There are certain limitations inherent in this study. The weighting given to the criterion is subjective and can influence the evaluation of results. That is because uncertainty raises the likelihood of making erroneous judgments concerning the quality and availability of data. Some of the ideas presented in this paper may be somewhat complex to comprehend, especially by individuals with limited fuzzy logic knowledge, especially since the study presents CPyFS. Also, some of the factors that may be evaluated may not comprehensively address issues related to the quality of sporting disciplines, the community’s involvement, and the well-being of the athletes. The work presented here suggests that sports quality is dynamic, and therefore, evaluations may degenerate within a short period due to alterations in funding or leadership.

Future research

  • Future studies should expand the assessment criteria to include factors such as community involvement, mental health, and athletes’ wellbeing.

  • Incorporating inputs from diverse stakeholders can enhance the weighting process, leading to more objective results.

  • Integrating machine learning into the model could improve predictive capabilities and decision-making efficiency.

  • Collecting data from different settings and time periods will enhance external validity and provide a broader perspective.
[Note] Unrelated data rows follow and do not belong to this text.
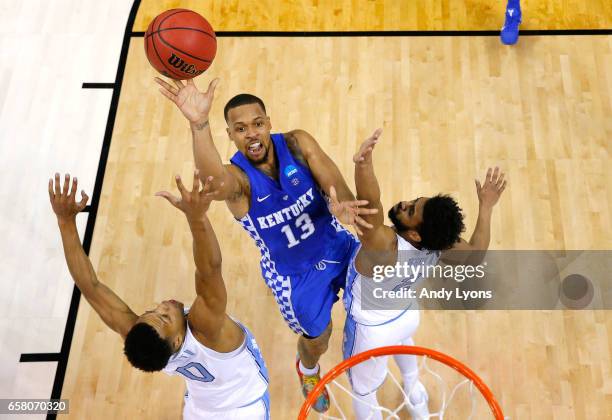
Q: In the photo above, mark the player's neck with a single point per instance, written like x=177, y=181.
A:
x=405, y=237
x=270, y=165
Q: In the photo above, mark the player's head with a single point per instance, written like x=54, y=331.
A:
x=433, y=223
x=157, y=334
x=248, y=126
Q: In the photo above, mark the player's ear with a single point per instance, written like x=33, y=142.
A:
x=177, y=342
x=414, y=236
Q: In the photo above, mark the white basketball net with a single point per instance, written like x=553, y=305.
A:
x=388, y=413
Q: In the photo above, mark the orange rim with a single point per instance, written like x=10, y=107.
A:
x=390, y=350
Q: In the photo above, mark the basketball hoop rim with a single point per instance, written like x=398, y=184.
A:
x=391, y=350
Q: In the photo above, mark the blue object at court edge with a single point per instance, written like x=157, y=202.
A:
x=510, y=31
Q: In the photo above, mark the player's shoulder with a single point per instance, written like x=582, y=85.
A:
x=299, y=136
x=238, y=173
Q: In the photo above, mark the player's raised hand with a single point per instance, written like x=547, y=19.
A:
x=63, y=197
x=194, y=203
x=494, y=185
x=364, y=155
x=194, y=105
x=348, y=212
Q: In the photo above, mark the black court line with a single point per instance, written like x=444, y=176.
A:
x=312, y=34
x=39, y=357
x=98, y=86
x=60, y=373
x=62, y=356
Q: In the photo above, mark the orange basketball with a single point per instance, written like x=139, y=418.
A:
x=180, y=44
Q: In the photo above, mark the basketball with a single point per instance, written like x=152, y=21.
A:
x=180, y=44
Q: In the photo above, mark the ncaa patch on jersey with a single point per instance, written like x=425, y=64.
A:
x=290, y=170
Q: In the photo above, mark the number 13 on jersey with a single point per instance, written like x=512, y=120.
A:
x=304, y=226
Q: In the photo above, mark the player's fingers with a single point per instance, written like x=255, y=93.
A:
x=181, y=187
x=366, y=211
x=363, y=223
x=196, y=181
x=332, y=194
x=212, y=86
x=357, y=203
x=168, y=95
x=51, y=193
x=57, y=184
x=164, y=84
x=216, y=192
x=376, y=134
x=207, y=184
x=66, y=185
x=500, y=179
x=74, y=188
x=84, y=199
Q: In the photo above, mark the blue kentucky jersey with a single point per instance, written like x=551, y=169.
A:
x=289, y=218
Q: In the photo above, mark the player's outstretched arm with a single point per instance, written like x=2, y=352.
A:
x=195, y=106
x=113, y=311
x=209, y=307
x=342, y=201
x=488, y=195
x=379, y=237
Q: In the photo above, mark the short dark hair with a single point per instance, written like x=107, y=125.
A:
x=242, y=99
x=145, y=349
x=442, y=223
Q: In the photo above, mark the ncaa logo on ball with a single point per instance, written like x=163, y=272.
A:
x=290, y=170
x=180, y=64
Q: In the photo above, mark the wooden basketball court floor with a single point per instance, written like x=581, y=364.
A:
x=451, y=104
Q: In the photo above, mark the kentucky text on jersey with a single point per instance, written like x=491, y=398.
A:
x=287, y=213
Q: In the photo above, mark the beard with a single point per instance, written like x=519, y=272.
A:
x=262, y=159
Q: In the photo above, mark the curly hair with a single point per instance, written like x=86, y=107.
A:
x=242, y=99
x=442, y=223
x=145, y=349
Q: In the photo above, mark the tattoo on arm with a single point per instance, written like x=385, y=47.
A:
x=201, y=126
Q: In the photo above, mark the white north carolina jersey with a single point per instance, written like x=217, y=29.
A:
x=220, y=381
x=368, y=309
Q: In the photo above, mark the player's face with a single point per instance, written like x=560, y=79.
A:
x=249, y=128
x=168, y=320
x=407, y=215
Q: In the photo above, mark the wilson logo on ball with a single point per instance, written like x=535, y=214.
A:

  • Experimental designs can be employed to track changes in sports quality measures after implementing selected interventions.
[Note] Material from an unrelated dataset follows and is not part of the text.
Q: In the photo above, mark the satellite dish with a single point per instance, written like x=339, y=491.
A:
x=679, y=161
  • Combining qualitative and quantitative research instruments, such as medical diagnosis47, electric cars48, financial risk49, martial arts teaching skills50, and applying interval-valued t-spherical fuzzy sets51 when supplementing assessment results will give a better understanding of factors that impact the quality of sports. These efforts will improve the knowledge and impact of sports programs in higher education institutions.